"I've been talking to people, and I want you to know nobody really cares what you do." -- Former Missouri Sen. Clifford Jones
After he had been out of office several years, the former state senator from Ladue returned to the chambers of the Legislature and was asked to speak to his former colleagues. As the diminutive man from St. Louis County reached the podium, he delivered the short address printed above and promptly sat down. The chamber was quiet for several minutes following Cliffie's brief observation that citizens weren't really interested in what the senators were doing, despite the seriousness attached to the affairs of state in Jefferson City.
As usual, the St. Louis Republican's words were laced with truth, although, as was his wont, Cliffie sometimes reached for the absurd to prove his point. I can recall a legislative hearing when he was giving a psychiatrist from the Department of Mental Health a hard time over some method of treatment. During the questioning, the senator told the physician he didn't know what he was talking about since the senator had majored in psychology in college. He did it with a straight face, but he made his point: it didn't require much knowledge to recognize that the psychiatrist was advocating something beyond the pale of reason.
Every session of the Missouri General Assembly is fortunate enough to have a few Cliffie Joneses in its midst, although some latter-day versions might not be as colorful or as skilled in the art of verbal warfare. But whatever form they take, Missourians should be eternally grateful that there are a few elected officials who recognize that some solutions are better than others and that, despite the best of intentions, government does not always supply the correct answer.
There have been times since the voluntary retirement of Cliffie that I wish he were back in Jefferson City, deflating pompous public servants who pursue their own agenda as if it had been brought down by Moses and who presume that anyone who doesn't agree with them is guilty of heresy, if not sedition.
There are times today when Jefferson City needs to put the affairs of state in neutral and pause long enough to survey what has been wrought in the name of good government. We are living, as America has lived since 1776, in an era of change, some of it revolutionary and some evolutionary. A great many self-appointed public servants have difficulty differentiating between the two, a fault that leads to needless expenditure of taxpayer dollars and needless suffering for innocent individuals and families.
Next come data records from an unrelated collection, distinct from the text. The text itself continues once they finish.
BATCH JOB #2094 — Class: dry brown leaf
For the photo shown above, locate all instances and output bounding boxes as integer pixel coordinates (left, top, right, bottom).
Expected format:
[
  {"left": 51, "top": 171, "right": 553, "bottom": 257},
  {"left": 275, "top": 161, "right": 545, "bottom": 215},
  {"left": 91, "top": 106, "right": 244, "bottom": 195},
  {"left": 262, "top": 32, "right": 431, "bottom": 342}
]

In at least three areas of state government, there are pejorative solutions being undertaken that simply will not resolve problems that admittedly good people are trying to solve. In virtually every case, those who succeed in furthering their solutions are people motivated by the best of intentions. Seldom are solutions prompted by evil intent. Those who believe they have the key to knotty problems are sincere, even if they are wrong. That doesn't make them evil, but, unfortunately, it doesn't serve the public's interest either.
Many among us argue that the biggest problem facing Missouri is crime. They have a point, since crime makes a major impact not only on daily lives but on lives 5, 20, 50 years from now. Crime impacts the family, public education, vocations, virtually every act of everyday citizens. The answer in Jefferson City has been to build new prisons, extend sentences and avoid prisoner pampering. The solution is perfect except for one important fact: While we are dealing with today's need to get criminals behind bars, we are ignoring programs designed to prevent crime tomorrow. There is a greater supply of criminals than prison cells, a fact of life that has produced the current expenditure of nearly a quarter of a billion dollars in new prisons, with promises of more spending to come.
Believe me when I say Missouri will never be able to keep up with the supply of new criminals if all we are doing is laying down more bricks and mortar. We must do more to prevent crime where it occurs if the state hopes to resolve the awful fact that its two largest cities are among the 10 most dangerous communities in America. I don't see anyone proposing anything to resolve this dilemma. Rather, officials seem to be sitting around watching the contractors erect new buildings with barred windows. That won't catch it.
For several years now the state has followed a program of downsizing its mental facilities, offering as a solution the creation of new privately operated services by psychiatrists who refused to work for state salaries that were "only" above the $80,000 a year range. Despite the expenditure of millions of dollars for new clinics, new hospitals and numerous other facilities, the state thought it could get by on the cheap by privatizing its constitutional responsibility to nearly 100,000 mentally ill and mentally retarded citizens.
The effort to balance the federal budget has thrown a monkey wrench into the plan, however, and now the state must consider how it will balance a smaller input from Washington with an ever expanding caseload. Believe me, if Missourians think the present system is expensive, they have no concept of how costly the process will become when state hospitals and drug and alcohol clinics are shuttered and patients are sent to profit-making facilities. The wrecking ball on perfectly good buildings built by the public is at work all over the state, even as you read these words. No one seems empowered to stop it; no one seems interested enough to halt this officially sanctioned insanity.
A third area in which political expediency will no longer suffice is campaign reform. Instead of lacking any remedies, Missouri has too many, thanks to legislation and a poorly written initiative referendum. The solution can only be found in placing campaigns under public financing, an idea the public simply won't countenance at this moment. Eventually, we must finance the process with public money or we will continue to suffer from out-of-control campaigns that do more to harm electoral reform than advance it.
~Jack Stapleton of Kennett is the editor of the Missouri News and Editorial Service.